Cornell Cinema will host Yiddish film and theater scholar and ethnomusicologist Rita Ottens on Saturday, March 26, at 7:30 p.m. in Willard Straight Theatre, where she will introduce the classic Yiddish film "A Letter to Mother."
This tale of family disintegration and poverty serves as a metaphor for the displacements facing European Jews in 1939. One of the last Yiddish films made in Poland before the Nazi invasion, the film tells the story of a mother's persistent efforts to support her family. While her husband lives in America, Dobrish struggles to care for her three children in pre-World War I Polish Ukraine. After her family is pulled apart by severe poverty and the turmoil of war, Dobrish and her family make their way to New York and turn to the Hebrew Immigrant Aid Society (HIAS) in search of a brighter future.

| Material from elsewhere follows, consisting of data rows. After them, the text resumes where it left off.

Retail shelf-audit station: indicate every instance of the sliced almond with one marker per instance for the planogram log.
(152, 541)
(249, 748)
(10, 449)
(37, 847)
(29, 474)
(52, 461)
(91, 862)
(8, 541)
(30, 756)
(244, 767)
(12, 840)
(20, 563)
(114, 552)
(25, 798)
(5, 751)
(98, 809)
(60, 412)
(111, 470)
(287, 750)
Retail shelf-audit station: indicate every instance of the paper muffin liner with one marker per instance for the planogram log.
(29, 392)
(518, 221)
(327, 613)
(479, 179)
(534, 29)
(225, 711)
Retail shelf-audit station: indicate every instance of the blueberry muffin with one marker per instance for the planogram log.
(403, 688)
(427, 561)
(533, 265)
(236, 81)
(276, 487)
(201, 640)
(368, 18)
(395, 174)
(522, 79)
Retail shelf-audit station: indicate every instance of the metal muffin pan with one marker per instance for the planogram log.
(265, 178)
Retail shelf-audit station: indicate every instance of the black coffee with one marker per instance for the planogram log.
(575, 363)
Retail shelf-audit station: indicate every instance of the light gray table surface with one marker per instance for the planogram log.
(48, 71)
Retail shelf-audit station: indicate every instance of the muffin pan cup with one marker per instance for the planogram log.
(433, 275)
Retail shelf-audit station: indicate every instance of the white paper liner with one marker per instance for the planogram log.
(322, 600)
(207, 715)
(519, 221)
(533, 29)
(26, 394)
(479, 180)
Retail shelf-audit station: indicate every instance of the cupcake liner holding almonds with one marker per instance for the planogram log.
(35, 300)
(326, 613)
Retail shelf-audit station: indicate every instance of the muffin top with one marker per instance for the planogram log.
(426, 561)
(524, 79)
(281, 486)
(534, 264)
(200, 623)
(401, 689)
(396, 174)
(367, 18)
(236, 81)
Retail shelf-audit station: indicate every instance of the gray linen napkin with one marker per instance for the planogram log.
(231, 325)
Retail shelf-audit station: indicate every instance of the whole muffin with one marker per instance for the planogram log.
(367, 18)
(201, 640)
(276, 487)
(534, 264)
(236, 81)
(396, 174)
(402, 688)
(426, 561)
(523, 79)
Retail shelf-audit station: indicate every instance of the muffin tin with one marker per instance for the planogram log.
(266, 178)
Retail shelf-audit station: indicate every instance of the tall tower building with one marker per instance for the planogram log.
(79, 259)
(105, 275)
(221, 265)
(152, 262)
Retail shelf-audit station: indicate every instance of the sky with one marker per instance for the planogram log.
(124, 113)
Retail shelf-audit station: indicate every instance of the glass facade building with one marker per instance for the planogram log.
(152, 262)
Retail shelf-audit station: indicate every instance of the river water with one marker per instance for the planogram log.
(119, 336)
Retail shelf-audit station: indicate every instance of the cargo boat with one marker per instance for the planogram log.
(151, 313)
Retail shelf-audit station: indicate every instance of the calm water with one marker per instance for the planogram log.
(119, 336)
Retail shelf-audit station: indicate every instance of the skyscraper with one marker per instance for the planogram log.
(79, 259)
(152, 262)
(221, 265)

Released on Sept. 14, 1939, two weeks after the German blitzkrieg over Poland, this film opened to packed audiences at the Belmont Theater in New York. Hailed by The New York Times as one of the best Yiddish films to reach America, "A Letter to Mother" was the highest-grossing Yiddish film of its time. "The film has great music and singing and a great performance by Lucy Gehrman as the quintessential Jewish mother," said Ottens.
The film is in Yiddish with English subtitles. The event is co-sponsored with the Program of Jewish Studies, Temple Beth-El, Cornell Hillel and Congregation Tikkun v'Or.